果然,野娃憑借實力進入了魔武國五大主力軍團之一的暴熊軍團,並且在參軍後的第一場戰爭「地堅城保衛戰」中,即大方異彩。
而今,野娃也有了自己的名字:地堅!
此時雙方的主帥,都注意到了聖元軍中異常活躍的好戰份子戰神,都將關注的目光投向了他。

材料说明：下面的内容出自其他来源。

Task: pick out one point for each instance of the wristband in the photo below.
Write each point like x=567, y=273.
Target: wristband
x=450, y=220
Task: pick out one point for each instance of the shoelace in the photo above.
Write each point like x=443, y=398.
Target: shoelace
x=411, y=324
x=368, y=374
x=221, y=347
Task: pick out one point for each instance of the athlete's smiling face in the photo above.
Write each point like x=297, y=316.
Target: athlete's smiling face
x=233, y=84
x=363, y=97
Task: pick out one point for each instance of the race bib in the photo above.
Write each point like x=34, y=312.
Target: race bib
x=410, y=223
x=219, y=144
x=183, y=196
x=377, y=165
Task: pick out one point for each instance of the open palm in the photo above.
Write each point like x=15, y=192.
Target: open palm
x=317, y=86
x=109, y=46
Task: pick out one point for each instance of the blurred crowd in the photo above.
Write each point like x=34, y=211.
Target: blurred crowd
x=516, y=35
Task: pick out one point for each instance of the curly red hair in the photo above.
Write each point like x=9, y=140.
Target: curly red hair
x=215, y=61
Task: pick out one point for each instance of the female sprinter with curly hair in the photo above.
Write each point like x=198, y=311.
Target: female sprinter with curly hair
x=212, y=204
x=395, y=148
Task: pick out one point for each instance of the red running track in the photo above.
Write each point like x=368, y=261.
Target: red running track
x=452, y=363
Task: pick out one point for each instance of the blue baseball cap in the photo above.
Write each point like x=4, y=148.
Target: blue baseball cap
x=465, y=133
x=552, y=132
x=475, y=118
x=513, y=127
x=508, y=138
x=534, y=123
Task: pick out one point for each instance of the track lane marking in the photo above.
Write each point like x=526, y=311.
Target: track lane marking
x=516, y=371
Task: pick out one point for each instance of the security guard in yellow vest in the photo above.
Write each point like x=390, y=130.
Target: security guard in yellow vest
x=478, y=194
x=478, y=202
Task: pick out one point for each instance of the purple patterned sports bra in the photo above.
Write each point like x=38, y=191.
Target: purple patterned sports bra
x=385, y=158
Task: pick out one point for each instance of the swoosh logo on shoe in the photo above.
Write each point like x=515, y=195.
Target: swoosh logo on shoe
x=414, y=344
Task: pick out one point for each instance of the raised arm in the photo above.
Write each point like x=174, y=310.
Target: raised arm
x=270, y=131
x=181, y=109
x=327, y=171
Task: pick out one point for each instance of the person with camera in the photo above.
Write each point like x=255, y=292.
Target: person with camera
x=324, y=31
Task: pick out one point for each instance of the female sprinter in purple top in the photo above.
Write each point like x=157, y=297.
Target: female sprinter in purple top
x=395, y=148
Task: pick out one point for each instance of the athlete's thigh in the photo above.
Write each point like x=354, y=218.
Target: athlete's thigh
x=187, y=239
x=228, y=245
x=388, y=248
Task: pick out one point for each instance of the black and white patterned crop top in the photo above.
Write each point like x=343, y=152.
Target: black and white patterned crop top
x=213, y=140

戰神奪過一柄馬刀,高舉過頭,大聲吼道:「勇士們,隨我去奪取地堅城,將魔武國的狗崽子們,通通送到地獄中去見鬼吧!」
聖元軍中幾乎所有勇力超群的勇士,齊對著他湧去,不斷的聚集到他身旁,隨他對著地堅城衝去。
戰神將神力提升到這個世間可以承受、禁錮結界攻擊的邊緣地步,釋放出神力,護衛著自己的身軀、以及身後追隨的勇士的安全,不被流矢或者當頭砸下的巨石砸中。
在戰神的帶領下,眾位勇士毫髮無傷的抵達地堅城下,他們越過了護城河,自雲梯攀援而上。戰神依舊衝在最前,一手馬刀、一手巨盾,自上方砸下的巨石、檑木,輕易被他掀到一旁,流矢更被他以馬刀全部劈飛。攀登雲梯,他竟如履平地,不一會兒即抵達城頭。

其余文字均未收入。